JCDL 2006:  Opening Information Horizons

Metadata Tools for Digital Resource Repositories Workshop

June 15, 2006, Chapel Hill, NC, USA

A Tiny Retrieval Protocol: THUMP and Kernel Metadata

John Kunze, Preservation Technologist for the California Digital Library
John Kunze is a preservation technologist for the California Digital Library and has a background in computer science and mathematics. His current work focuses on archiving websites, creating long-term durable digital references (ARKs) to information objects, and specifying lightweight (kernel) metadata. Prior work includes major contributions to the standardization of URLs, Dublin Core metadata, and the Z39.50 search and retrieval protocol. In an earlier life he designed, wrote, and ran UC Berkeley's first campus-wide information system, which was an early rival and client of the World Wide Web. Before that he was a BSD Unix hacker whose work survives in today's Linux and Apple systems.
Kevin A. Gamiel, Research Programmer, Renaissance Computing Institute
Kevin Gamiel is a research software developer with the Renaissance Computing Institute (RENCI), a collaborative venture of Duke University, North Carolina State University, the University of North Carolina at Chapel Hill and the state of North Carolina. Current work involves an NIH-funded multidisciplinary approach to exploratory genetic analysis, he leads the NC and TeraGrid Bioportal projects, performance analysis of high performance codes on hundreds of compute nodes, and a number of other RENCI efforts. Past work includes contribution to the Dublin Core metadata effort and the Z39.50 standard, Kevin was co-chair of the Networked Information Retrieval (NIR) and Integration of Internet Information Resources (IIIR) IETF working groups.

Web information retrieval designs cycle naturally between periods of expanding functionality and contracting complexity.

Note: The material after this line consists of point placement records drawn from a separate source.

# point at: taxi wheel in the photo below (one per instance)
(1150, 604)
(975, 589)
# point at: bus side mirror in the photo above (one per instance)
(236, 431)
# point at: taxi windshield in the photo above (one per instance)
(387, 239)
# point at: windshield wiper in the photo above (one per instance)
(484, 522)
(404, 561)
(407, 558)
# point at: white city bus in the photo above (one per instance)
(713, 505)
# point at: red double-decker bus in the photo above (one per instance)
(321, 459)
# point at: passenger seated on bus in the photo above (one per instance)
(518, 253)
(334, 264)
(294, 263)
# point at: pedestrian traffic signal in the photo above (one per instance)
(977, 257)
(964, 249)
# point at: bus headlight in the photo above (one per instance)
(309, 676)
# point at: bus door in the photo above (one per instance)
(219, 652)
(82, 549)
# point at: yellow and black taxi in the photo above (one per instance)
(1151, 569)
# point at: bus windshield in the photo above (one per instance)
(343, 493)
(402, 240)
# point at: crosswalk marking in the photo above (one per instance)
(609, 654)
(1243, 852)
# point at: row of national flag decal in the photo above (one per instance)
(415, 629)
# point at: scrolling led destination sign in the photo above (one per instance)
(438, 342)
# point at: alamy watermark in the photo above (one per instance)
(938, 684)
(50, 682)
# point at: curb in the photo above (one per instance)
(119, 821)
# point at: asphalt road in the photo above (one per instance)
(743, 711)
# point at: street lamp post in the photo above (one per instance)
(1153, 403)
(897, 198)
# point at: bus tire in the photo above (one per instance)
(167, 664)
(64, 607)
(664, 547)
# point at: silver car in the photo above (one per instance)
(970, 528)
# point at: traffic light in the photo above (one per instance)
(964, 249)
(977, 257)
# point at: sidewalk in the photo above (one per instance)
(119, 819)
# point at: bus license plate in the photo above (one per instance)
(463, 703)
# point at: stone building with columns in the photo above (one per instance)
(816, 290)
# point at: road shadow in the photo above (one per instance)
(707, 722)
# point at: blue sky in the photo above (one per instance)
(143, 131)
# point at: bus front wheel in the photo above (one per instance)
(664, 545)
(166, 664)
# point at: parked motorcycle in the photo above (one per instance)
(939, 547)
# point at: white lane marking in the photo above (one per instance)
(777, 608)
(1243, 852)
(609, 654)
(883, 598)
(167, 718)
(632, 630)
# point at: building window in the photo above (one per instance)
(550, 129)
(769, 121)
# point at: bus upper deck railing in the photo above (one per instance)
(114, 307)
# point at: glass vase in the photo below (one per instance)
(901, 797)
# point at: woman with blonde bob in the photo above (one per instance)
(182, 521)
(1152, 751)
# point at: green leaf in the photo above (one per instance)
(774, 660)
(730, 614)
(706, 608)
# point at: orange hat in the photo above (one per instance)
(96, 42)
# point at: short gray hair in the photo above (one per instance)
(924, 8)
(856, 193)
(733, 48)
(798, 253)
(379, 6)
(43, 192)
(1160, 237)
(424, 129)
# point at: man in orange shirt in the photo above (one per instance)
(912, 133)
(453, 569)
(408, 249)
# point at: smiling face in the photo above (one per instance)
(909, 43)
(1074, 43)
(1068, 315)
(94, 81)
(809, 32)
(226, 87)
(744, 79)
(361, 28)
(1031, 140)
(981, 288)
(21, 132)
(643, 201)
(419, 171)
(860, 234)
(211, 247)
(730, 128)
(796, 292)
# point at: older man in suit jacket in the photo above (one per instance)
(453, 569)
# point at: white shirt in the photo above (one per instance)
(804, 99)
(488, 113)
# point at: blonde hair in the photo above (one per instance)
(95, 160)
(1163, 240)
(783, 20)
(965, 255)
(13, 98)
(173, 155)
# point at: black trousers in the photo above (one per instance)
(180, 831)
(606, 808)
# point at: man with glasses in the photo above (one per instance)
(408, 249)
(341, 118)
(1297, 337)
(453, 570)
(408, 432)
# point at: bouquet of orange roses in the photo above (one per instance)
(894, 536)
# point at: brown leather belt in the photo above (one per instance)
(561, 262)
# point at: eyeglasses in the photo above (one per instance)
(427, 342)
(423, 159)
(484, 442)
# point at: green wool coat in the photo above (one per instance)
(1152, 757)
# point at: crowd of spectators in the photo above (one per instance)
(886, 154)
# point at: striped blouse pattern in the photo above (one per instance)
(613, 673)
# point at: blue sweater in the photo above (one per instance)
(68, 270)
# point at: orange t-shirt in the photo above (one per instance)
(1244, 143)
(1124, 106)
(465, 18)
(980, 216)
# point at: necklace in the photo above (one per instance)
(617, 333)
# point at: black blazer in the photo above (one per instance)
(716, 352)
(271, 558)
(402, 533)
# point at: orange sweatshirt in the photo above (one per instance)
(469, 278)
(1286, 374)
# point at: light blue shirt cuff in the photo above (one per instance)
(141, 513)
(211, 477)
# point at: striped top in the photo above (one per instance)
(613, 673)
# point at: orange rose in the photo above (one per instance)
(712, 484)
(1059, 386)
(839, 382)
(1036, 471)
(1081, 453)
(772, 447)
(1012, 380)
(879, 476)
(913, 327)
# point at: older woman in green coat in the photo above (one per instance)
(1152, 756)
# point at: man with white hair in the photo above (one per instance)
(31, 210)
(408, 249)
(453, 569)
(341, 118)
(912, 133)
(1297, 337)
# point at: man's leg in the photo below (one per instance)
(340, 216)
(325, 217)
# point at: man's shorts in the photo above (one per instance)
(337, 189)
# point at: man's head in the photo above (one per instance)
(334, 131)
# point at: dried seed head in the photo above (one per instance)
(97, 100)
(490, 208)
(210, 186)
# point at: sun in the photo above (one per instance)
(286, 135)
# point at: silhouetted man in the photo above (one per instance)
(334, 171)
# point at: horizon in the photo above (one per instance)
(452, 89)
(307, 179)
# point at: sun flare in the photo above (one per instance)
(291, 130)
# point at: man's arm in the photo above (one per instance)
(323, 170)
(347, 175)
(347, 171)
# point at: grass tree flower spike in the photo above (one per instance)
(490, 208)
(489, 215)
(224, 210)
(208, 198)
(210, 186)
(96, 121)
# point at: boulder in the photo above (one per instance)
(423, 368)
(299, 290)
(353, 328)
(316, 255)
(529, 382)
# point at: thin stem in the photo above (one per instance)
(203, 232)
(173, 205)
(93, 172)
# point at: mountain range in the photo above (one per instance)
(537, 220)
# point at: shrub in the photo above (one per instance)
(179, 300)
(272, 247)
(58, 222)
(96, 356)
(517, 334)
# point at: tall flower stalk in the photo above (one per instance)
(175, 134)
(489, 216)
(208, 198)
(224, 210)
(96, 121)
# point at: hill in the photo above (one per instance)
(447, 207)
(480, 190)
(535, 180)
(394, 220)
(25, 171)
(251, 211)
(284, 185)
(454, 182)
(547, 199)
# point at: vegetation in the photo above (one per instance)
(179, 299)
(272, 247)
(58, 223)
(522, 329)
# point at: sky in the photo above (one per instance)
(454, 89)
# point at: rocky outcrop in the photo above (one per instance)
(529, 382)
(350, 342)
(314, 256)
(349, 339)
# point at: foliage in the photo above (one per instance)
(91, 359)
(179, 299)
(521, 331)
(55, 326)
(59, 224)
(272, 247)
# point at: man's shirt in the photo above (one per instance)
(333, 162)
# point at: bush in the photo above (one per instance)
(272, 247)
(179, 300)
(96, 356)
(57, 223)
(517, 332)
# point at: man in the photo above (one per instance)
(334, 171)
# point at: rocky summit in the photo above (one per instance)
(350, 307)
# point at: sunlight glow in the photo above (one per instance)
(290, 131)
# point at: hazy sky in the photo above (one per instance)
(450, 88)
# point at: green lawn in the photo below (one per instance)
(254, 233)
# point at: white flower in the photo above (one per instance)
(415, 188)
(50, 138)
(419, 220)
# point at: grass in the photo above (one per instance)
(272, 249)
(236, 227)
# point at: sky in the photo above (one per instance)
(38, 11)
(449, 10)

This talk presents a contraction-phase design that tries to retain the best features of modern retrieval designs while being very easy to implement. Leveraging existing search systems, it calls for an extra external interface but otherwise requires no internal system changes.
The new interface is specified by THUMP -- The HTTP URL Mapping Protocol -- a very lightweight protocol that can be used for focused, known-item retrievals and broad search engine queries. To keep implementation barriers low, the interface can be thoroughly tested with ubiquitous tools such as web browsers and the telnet remote login software. The talk will address implementation experiences in a scientific computing context.
THUMP returns information in the form of an Electronic Resource Citation (ERC), a simple, compact, and printable record designed to hold data associated with information objects. By design, the ERC is a metadata format that balances the needs for expressive power, very simple machine processing, and direct human manipulation. The ERC uses a "kernel" subset of four required metadata elements defined by a working group of the Dublin Core Metadata Initiative.